Sextuor en La Majeur Op 48 d’Antonin Dvorak
Métamorphose version pour septuor de R. Strauss
Avec les musiciens de la Garde Républicaine : Guillaume BARLI et Marie FRIEZ, violons – François BALDASSARE et Véronique VICHERY, altos – Sophie CHAUVENET et Pierre CORDIER, violoncelles – Daniel ROCHEMAN, contrebasse et François SEILLIER, Hautbois
Trois œuvres qui témoignent chacune, à leur manière, de la richesse de la musique de chambre et concertante, du baroque tardif au romantisme finissant.
Le Concerto en ré mineur pour hautbois de Alessandro Marcello (1684-1750) ouvre le programme. Composé au début du XVIIIe siècle, cet ouvrage est l’une des pages les plus célèbres du répertoire baroque pour hautbois. Son mouvement lent, mélancolique et expressif, a traversé les siècles avec une grâce intacte. Le soliste dialogue avec les cordes dans un langage à la fois sobre et profondément émouvant.

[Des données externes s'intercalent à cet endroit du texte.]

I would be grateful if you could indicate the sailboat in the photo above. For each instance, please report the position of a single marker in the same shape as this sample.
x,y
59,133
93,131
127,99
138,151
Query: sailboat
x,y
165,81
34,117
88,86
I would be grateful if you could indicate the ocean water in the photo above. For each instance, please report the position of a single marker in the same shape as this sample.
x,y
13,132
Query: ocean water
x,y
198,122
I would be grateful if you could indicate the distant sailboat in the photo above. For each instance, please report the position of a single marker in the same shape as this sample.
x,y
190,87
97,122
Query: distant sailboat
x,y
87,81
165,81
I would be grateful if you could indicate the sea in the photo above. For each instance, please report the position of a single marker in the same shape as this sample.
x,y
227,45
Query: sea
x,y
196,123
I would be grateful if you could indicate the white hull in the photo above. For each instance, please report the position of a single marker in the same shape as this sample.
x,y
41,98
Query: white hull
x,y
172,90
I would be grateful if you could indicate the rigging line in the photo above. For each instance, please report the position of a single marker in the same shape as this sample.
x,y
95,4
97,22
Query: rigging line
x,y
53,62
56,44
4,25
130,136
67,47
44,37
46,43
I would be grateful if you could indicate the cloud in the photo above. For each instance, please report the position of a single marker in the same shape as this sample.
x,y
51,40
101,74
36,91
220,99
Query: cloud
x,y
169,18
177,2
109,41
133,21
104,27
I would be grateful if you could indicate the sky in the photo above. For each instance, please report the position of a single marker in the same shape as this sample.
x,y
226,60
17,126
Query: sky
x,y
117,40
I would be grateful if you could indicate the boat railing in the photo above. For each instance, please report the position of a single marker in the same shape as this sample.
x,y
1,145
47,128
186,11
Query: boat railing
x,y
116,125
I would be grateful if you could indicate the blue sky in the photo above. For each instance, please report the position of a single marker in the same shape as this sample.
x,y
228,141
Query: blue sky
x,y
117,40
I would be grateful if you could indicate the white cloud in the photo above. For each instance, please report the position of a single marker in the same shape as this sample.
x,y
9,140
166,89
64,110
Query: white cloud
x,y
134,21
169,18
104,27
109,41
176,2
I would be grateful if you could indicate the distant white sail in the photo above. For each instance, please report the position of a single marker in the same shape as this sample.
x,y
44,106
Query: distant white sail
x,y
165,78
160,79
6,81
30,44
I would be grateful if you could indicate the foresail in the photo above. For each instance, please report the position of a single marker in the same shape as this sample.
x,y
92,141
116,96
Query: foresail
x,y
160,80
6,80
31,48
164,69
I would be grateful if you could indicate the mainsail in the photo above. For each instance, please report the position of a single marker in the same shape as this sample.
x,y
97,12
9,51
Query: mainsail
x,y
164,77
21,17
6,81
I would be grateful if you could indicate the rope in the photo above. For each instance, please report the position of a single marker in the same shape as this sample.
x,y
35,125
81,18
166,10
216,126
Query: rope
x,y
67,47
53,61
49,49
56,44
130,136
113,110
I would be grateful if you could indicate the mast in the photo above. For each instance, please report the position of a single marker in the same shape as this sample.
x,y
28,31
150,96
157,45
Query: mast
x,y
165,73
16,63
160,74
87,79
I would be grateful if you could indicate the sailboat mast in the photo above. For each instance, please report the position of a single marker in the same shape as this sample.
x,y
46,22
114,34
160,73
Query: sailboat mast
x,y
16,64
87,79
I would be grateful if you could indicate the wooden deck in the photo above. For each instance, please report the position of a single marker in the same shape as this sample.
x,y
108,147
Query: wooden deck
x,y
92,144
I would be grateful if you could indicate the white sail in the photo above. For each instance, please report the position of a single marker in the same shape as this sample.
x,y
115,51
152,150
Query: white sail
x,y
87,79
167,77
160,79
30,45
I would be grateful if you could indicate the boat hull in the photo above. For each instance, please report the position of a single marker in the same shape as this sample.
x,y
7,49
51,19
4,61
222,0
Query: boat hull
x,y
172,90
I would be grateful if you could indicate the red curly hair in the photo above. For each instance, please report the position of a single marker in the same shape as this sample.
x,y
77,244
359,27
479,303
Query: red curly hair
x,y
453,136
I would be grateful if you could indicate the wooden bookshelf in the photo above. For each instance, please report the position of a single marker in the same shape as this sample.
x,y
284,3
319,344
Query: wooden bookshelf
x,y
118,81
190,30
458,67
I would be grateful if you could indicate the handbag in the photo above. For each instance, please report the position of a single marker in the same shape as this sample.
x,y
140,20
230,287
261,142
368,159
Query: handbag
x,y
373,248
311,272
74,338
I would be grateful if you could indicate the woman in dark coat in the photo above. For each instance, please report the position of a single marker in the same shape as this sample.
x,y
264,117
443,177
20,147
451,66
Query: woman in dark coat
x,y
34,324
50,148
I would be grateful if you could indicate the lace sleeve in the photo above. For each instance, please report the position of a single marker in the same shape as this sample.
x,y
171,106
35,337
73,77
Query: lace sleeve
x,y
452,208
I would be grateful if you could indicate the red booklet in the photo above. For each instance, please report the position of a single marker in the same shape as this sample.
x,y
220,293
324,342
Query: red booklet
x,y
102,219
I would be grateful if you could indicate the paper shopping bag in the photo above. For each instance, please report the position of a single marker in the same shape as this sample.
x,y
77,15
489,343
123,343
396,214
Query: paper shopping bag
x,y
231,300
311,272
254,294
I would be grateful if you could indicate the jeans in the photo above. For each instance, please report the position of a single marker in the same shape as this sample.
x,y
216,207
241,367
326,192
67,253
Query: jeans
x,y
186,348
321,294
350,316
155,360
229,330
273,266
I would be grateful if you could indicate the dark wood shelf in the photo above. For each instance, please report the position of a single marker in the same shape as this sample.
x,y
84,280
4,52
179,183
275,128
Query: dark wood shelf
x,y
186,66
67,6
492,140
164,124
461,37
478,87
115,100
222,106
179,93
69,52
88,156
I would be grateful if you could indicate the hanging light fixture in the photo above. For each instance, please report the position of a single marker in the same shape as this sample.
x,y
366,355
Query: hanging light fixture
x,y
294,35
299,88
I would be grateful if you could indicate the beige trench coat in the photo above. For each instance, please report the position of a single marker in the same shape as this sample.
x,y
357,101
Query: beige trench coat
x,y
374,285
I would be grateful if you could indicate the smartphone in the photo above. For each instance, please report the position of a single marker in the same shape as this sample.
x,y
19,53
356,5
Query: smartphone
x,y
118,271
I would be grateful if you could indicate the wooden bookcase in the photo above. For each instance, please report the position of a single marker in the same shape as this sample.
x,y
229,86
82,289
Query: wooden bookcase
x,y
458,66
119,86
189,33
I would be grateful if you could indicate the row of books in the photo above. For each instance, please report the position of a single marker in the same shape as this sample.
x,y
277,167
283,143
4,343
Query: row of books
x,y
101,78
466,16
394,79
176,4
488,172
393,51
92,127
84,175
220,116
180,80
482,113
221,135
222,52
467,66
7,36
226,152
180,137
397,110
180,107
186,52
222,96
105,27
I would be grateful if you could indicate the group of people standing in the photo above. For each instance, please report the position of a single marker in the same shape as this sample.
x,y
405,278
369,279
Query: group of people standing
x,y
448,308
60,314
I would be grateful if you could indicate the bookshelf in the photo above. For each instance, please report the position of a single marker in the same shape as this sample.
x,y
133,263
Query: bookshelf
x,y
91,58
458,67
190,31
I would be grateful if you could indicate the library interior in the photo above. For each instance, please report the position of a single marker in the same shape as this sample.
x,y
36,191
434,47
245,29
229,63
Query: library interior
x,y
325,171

Le Sextuor à cordes en La majeur op. 48 d’Antonín Dvořák (1841-1904) est l’une des œuvres de chambre les plus souriantes du compositeur tchèque. Écrit en 1878 après les Danses slaves, il respire joie, spontanéité et folklore. Le mouvement central — un Dumka, forme populaire alternant mélancolie et élan — illustre à merveille la capacité de Dvořák à mêler lyrisme et vitalité rythmique.
Les Métamorphoses (version pour septuor à cordes), referment ce programme sur une page d’une intensité bouleversante. Composées en 1945 par Richard Strauss (1864-1949), à la fin de la Seconde Guerre mondiale, ces pages sont une méditation funèbre sur la destruction de la culture allemande. La texture polyphonique, dense et douloureuse, porte en filigrane le thème de la Marche funèbre de Beethoven, comme un ultime adieu.
Trois langages, trois siècles, une même conviction : la musique de chambre est le lieu intime par excellence où la beauté se dit à voix basse.